Really, when you look at the long-term viability of any platform, pluggability is where it's at.  A lot of the success of PostgreSQL to date has been built on extensions and portability, just as the success of AWS has been built on their comprehensive API.   Our future success will be built on taking pluggability even further. 

In addition to pluggable storage, a second thing we really need is a pluggable parser interface.  That is, it should be possible to generate a statement structure, in binary form, and hand that off to libpq for execution.  There was recently some discussion about this on -hackers

If there were a way to hand off expression trees directly to the planner, then this would allow creating extensions which actually had additional syntax, without having to fork PostgreSQL.  This would support most of those "compatibility" extensions, as well as potentially allowing extensions like SKYLINE OF which change SQL behavior.

It would also help support PostgreSQL-based clustered databases, by allowing all of the parsing for a particular client to happen on a remote node and get passed to the clustered backends.  The pgPool2 project has asked for this for several years for that reason.

More intriguingly, it would allow for potentially creating an "ORM" which doesn't have to serialize everything to SQL, but can instead build expression trees directly based on client code.  This would both improve response times, and encourage developers to use a lot of PostgreSQL's more sophisticated features since they could access them directly in their code.

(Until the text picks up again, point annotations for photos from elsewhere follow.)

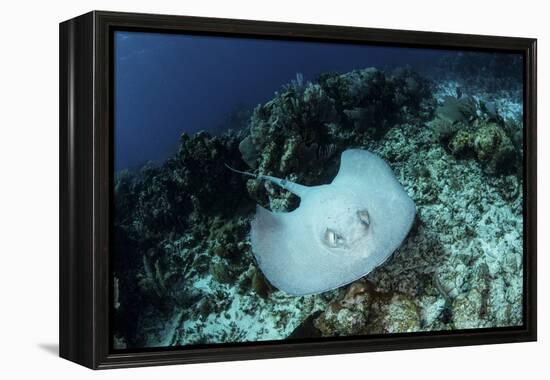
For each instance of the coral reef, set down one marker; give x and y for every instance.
(183, 267)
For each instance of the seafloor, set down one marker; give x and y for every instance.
(184, 273)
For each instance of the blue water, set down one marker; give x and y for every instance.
(166, 84)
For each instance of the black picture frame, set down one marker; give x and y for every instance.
(85, 107)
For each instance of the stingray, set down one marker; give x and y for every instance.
(339, 233)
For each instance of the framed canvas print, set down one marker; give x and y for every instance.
(236, 189)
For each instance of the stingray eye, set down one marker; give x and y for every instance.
(364, 217)
(333, 239)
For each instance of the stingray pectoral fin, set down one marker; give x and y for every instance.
(271, 238)
(391, 210)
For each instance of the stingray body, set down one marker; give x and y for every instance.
(339, 233)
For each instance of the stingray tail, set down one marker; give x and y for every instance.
(294, 188)
(241, 172)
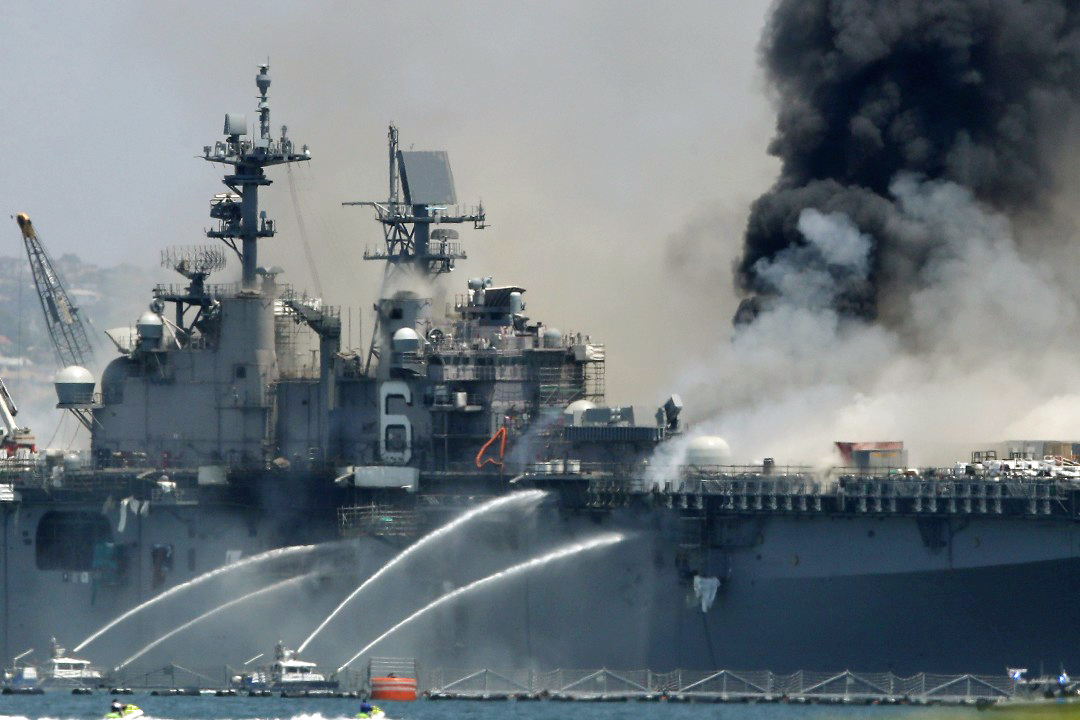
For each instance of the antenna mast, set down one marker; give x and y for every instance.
(238, 213)
(427, 184)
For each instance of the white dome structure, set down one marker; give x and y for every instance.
(75, 385)
(572, 412)
(149, 326)
(707, 450)
(405, 340)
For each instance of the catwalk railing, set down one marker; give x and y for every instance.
(845, 685)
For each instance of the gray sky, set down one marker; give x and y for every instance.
(616, 145)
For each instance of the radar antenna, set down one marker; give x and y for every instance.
(238, 212)
(193, 260)
(427, 184)
(66, 328)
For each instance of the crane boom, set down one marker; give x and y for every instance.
(66, 326)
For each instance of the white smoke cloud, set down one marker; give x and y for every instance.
(980, 352)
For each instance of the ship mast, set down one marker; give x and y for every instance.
(238, 213)
(410, 244)
(427, 184)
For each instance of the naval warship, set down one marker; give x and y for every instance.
(215, 436)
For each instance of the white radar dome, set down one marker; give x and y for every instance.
(405, 340)
(574, 411)
(75, 385)
(707, 450)
(149, 326)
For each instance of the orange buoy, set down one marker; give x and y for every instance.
(402, 690)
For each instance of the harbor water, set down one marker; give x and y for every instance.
(63, 706)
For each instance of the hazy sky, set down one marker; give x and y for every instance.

Taking things a step further, we could extend this to allow users to hand a plan tree directly to the executor.  This would fix things for all of the users who actually need query hints (as opposed to those who think they need them), as well as taking efficiency a step beyond cached plans.

There are a lot of reasons this would be just as difficult to do as pluggable storage.  Currently parsing depends on a context-dependant knowledge of system catalogs, including things like search_path.  So I have no idea what it would even look like.  But a parser API is something that people who hack on Postgres and fork it will continue to ask for.


  1. Having an ability not to fork postgres and plug different storage,parser is my dream. Good point, Josh !

  2. Academic Postgres has direct API for bypassing parser - our FastCall API is strongly reduced descendant - but actually it is hard task, probably we need expandable parser and rewriter. You will not would write complete SQL parser to support some feature.

    1. My main concern is that SQL allows you only a limited subset of all possible parse / execution trees and everything not expressible via SQL has got no testing.

  3. Antony T. Curtis had a proof-of-concept plugable parser implementation for MySQL ready as far back as around 2005 or so AFAIR ...

    Unfortunately he was never given the time or resources to finish this ... and unlike his pluggable procedure language work that will now finally emerge in MariaDB i haven't head of any plans to revive the pluggable parser stuff yet ... but he might be able to provide some insight in his implementation plans from back then nonetheless ...

  4. I had a (rejected) talk proposal on these (and then some) pluggability features presented to last years European PostgreSQL conference.

    Nice you have taken up elaborating on these much needed issues ;)

  5. I would not do it as "pluggable parser" but rather a "pluggable top-level language", so in addition to pl/v8 we could also have tl/v8 - "tl" for top-level - which then has possibility to directly construct/manipulate parse trees and pass them to planner or even directly construct execution plans bypassing the optimizer.
    Then you could do "ALTER USER bob SET main_language = tlv8" to always switch to new language on connect

  6. I agree with Hannu Krosing's last comment, "pluggable top-level language". This is exactly the kind of thing I need to most effectively make my new Muldis D language run in a DBMS.

  7. I will note here that said -hackers thread is still going on, and I just contributed a post to it myself. In brief, I believe that my work in designing Muldis D, a homoiconic language whose native source code form is structured data, would be a good foundation for designing Postgres' whole pluggable language/parser system, and being an intermediary for arbitrary language translation or generation besides.